One might wonder why the passive would increase or decrease 30-35% per cent between two adjacent periods, or why a very common word like is or and would vary by 20-30% from one period to the next. And notice that it is not just a problem with corpus sizes and bad calculations – with one word the frequency might increase dramatically between two periods in WbO, while with another word it might decrease dramatically during the same period. With frequency statistics this strange for common, predictable words, it is difficult to have confidence that WordBanks Online will provide accurate data for other words, phrase, and grammatical constructions that we might be researching.
COCA
|
1990-94 |
1995-99 |
2000-04 |
90-94 > |
95-99 > |
was VVN |
1305 |
1235 |
1234 |
0.95 |
1.00 |
to be |
1560 |
1517 |
1490 |
0.97 |
0.98 |
is |
9549 |
9414 |
9190 |
0.99 |
0.98 |
and |
26606 |
26731 |
26782 |
1.00 |
1.00 |
The table above shows the normalized frequencies (per million words) for four common words, phrases, and grammatical constructions in COCA from the early 1990s to 2004 (data is also available for 2005-2010 but we have omitted it here, to enable easier comparison with the WbO data). Notice that the frequency of these words is essentially flat over time (as we would expect it to be), and we do not have the strange anomalies that are found WordBanks Online (which again are very similar to the data from the Bank of English for the 1990s).
Summary
For those who can afford the $1,150 per year, WordBanks Online provides very good data for British and American English. Contrary to what has commonly been said about WordBanks Online (and the Bank of English, to which it is related, and which is very similar for the 1990s), it is probably not an overly-reliable "monitor corpus", because its genre balance varies so much from year to year. One can never know whether the changes that one sees are a function of the changing genre balance or whether they represent actual changes in the "real world".

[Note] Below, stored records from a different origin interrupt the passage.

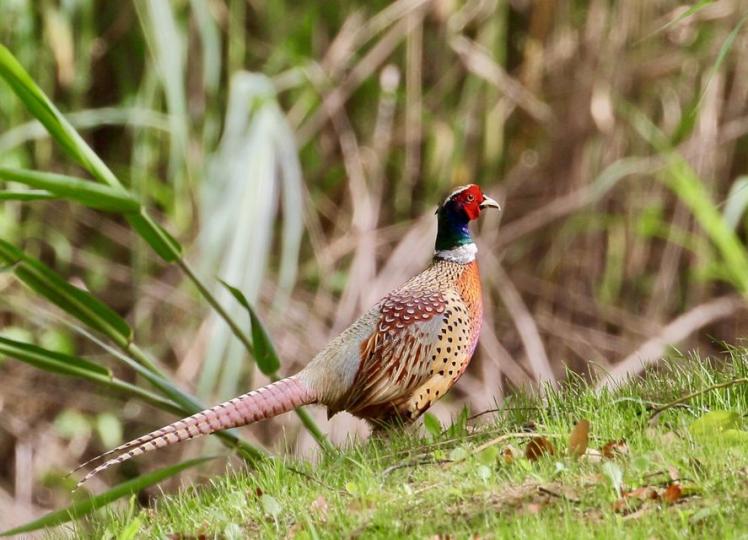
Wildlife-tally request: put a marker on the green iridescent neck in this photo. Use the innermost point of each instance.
(453, 230)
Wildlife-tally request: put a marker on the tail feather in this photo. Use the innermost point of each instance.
(266, 402)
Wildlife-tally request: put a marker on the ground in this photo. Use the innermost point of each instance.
(515, 473)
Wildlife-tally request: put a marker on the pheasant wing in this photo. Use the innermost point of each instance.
(397, 357)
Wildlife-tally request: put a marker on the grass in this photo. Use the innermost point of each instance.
(457, 484)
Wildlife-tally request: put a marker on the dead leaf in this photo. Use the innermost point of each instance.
(672, 493)
(579, 438)
(538, 447)
(614, 449)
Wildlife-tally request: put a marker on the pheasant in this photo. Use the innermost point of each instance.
(389, 366)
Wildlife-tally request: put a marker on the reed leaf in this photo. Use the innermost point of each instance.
(86, 506)
(75, 189)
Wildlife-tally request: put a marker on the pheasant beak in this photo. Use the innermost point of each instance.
(488, 202)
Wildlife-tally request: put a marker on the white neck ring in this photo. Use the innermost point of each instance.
(463, 254)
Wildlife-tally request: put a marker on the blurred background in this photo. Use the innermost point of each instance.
(300, 149)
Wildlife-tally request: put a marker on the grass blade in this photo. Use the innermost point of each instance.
(737, 202)
(68, 138)
(75, 189)
(74, 301)
(84, 507)
(28, 195)
(73, 366)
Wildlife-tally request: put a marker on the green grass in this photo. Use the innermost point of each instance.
(374, 489)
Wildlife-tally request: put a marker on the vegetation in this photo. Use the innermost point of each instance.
(153, 152)
(683, 474)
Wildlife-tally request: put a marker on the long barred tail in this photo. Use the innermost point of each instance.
(266, 402)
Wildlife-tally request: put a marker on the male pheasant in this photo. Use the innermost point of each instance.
(389, 366)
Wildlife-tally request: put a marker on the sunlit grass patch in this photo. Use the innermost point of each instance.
(637, 478)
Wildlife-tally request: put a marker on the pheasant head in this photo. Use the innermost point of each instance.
(462, 206)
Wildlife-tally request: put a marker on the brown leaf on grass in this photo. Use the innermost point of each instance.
(614, 449)
(579, 438)
(672, 493)
(538, 447)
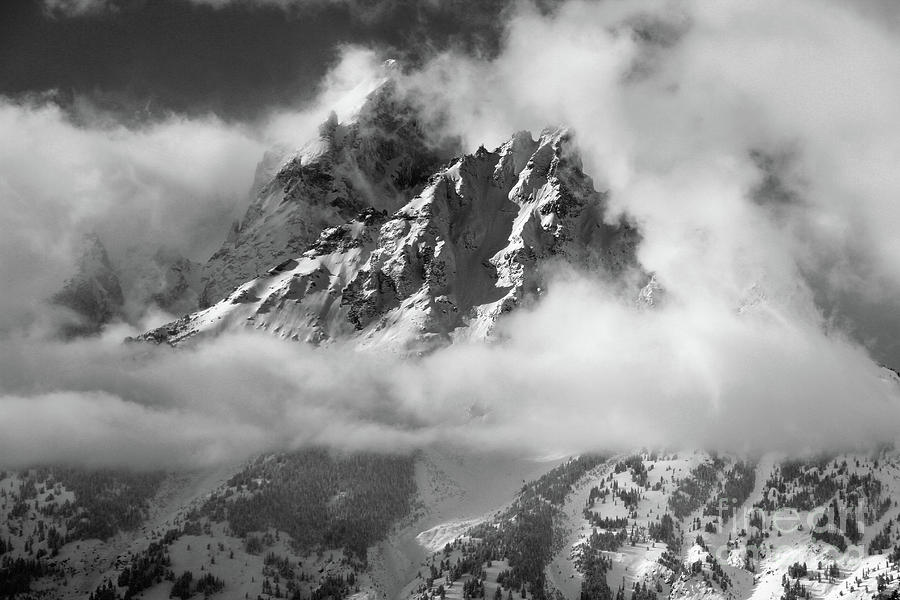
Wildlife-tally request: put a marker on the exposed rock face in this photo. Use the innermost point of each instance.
(164, 279)
(93, 294)
(377, 160)
(470, 247)
(101, 292)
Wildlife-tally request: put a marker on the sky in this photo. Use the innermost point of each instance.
(753, 144)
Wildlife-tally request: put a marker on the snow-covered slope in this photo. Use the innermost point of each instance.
(378, 159)
(468, 248)
(93, 294)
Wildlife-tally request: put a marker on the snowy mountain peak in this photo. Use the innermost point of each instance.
(446, 265)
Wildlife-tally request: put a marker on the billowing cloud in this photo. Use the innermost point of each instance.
(364, 10)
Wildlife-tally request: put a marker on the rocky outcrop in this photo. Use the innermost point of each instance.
(475, 243)
(378, 159)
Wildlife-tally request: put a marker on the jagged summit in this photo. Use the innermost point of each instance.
(379, 158)
(444, 265)
(94, 294)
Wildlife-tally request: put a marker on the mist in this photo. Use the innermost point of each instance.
(752, 144)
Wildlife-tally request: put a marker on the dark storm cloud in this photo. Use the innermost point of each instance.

The freely-available Corpus of Contemporary American English (COCA), on the other hand, was explicitly and carefully designed as a monitor corpus. This is especially apparent in the corpus design, where the corpus maintains the same genre balance from year to year. As far as we are aware, COCA is the only large corpus that is designed this way, and which can thus be used to accurately measure recent shifts in English.